In another parallel to Reflets d’Allemagne, Schmitt orchestrated seven of the ten numbers that make up Feuillets de voyage (all except for Visite and Douceur du soir from Book 1 and the Mazurka from Book 2). This practice wasn’t unusual for Schmitt, who orchestrated many of his creations for piano and also for voice. (It’s a double treat for us, too, considering Schmitt’s dazzling orchestration abilities in the grandest post-Rimsky tradition.)
The orchestral version of Feuillets de voyage was premiered in 1913 at the Théâtre Fémina in Paris conducted by Joseph-Eugène Szyfer (1887-1947). (It is conceivable that the occasion of this orchestral premiere might have prompted Durand’s publication of the piano score in the same year.)
Interestingly, whereas Schmitt’s biographer Yves Hucher lists seven of the ten original numbers as being orchestrated by the composer, the published orchestral score by Durand includes just five, presented in the following sequence:
- Sérénade – from Book 1
- Retour à l’endient familier – from Book 2
- Danse britannique – from Book 1
- Berceuse – from Book 2
- Marche burlesque – from Book 2
If the remaining two orchestrated numbers – Compliments from Book 1 and particularly the terrific Valse from Book 2 – are now lost, that would indeed be a shame.
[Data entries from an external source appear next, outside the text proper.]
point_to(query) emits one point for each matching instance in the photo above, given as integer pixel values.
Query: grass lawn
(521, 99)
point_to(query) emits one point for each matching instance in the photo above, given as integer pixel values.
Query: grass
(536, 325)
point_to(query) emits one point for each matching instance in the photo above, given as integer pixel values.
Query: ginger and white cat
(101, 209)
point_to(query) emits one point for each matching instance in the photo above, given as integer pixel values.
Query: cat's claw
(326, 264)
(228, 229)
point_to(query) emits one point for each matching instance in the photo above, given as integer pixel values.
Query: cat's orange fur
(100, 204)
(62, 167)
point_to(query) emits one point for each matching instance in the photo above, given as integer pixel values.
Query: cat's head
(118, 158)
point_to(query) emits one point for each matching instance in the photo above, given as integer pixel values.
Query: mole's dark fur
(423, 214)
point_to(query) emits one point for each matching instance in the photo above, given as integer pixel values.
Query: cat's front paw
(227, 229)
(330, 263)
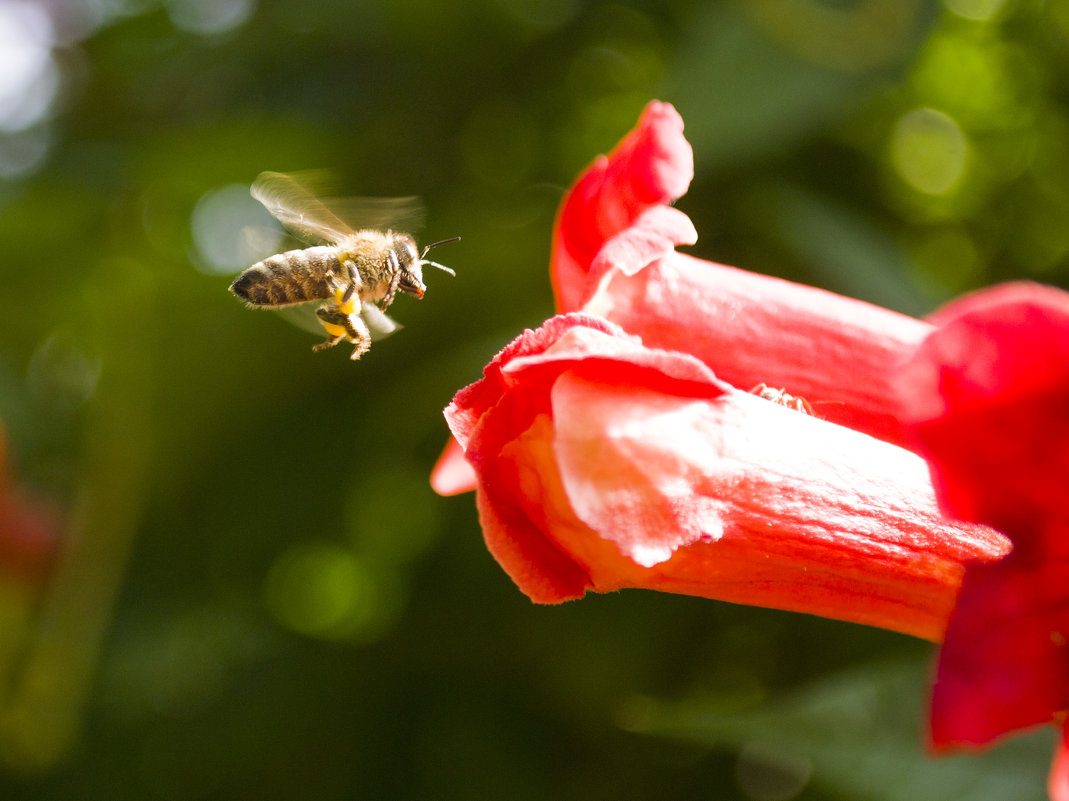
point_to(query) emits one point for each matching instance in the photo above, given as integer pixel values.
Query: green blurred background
(257, 595)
Unfortunately, no commercial recording of the orchestral version of Feuillets has ever been made, nor do we have audio documentation of any live orchestral performance available to hear. Indeed, I have been able to find just one instance of this music being performed by any orchestra in the postwar period – in 2002 by the Orchestre National de Lorraine conducted by Jacques Houtmann.
… Which is a situation that should definitely be redressed. Here’s hoping that more conductors will investigate this music and bring it to today’s audiences.
Even better, how about giving us a first-ever recording? Alain Altinoglu, Lionel Bringuier, Stéphane Denève, JoAnn Falletta, Fabien Gabel, Yannick Nézet-Séguin, Yan-Pascal Tortelier … who’s game?